Reader Comments

Post a new comment on this article

Do these results generalise to what researchers really do?

Posted by BBTK on 14 Mar 2014 at 12:41 GMT

In 2001 we carried out a similar study using the common experiment generators of the day. We constructed a set of agreed basic benchmarks and even let the authors of the packages comment on them beforehand. We used clean equipment to test the presentation, response and synchronization timing accuracy.

Within a given range all performed fairly well. However when we checked real researchers experiments on their own hardware they didn’t match the benchmarks.

The reason for this is because flashing a bitmap over and over on idealised equipment is not representative of what real researchers do in the field! Their equipment is never ideal, their coding never as good as yours, their experiment is more complicated, they link to different equipment to yours, e.g. EEG, fMRI etc. Or they are using a different version of the software to you.

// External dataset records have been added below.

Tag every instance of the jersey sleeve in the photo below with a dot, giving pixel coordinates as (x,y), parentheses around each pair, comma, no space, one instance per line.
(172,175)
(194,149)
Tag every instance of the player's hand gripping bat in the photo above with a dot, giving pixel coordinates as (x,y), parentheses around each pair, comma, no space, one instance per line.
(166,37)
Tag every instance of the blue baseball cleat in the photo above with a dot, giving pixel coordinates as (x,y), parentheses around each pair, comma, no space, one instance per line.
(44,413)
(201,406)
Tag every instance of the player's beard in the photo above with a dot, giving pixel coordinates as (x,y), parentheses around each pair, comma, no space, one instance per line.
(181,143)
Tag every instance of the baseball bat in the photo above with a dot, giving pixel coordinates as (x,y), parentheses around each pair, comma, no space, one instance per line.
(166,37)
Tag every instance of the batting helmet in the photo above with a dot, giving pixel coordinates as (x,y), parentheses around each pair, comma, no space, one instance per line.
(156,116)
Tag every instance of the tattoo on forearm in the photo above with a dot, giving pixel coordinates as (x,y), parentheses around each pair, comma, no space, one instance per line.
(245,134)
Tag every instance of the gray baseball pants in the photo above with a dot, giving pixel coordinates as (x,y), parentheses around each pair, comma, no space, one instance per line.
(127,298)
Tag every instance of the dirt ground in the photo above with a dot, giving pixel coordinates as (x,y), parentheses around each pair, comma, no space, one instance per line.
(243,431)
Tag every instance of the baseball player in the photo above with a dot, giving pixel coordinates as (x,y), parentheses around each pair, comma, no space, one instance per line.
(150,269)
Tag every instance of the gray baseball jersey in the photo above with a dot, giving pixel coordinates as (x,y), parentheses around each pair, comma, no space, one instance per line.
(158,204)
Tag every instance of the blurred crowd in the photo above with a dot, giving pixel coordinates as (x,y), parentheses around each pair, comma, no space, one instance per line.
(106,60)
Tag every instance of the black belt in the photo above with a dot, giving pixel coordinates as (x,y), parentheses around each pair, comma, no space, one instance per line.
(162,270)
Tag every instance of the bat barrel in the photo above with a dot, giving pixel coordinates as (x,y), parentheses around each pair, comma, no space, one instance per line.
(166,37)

We abandoned this approach and think that researchers should be required by publishers and funders to self-validate their own accuracy on their own equipment when running in-situ. In any other field if you couldn’t prove the accuracy of what you did you wouldn’t be published period! Ditto for methods sections that lack detail.

In this specific paper they used one of our Black Box ToolKits to check timing. What this tells you is how those experiments performed on that equipment at that time, with those scripts/code/software and nothing more. Hence why all researchers should check their own studies. Generalising more widely could to lead to false assumptions and perpetuate bad science in my view…

No competing interests declared.

RE: Do these results generalise to what researchers really do?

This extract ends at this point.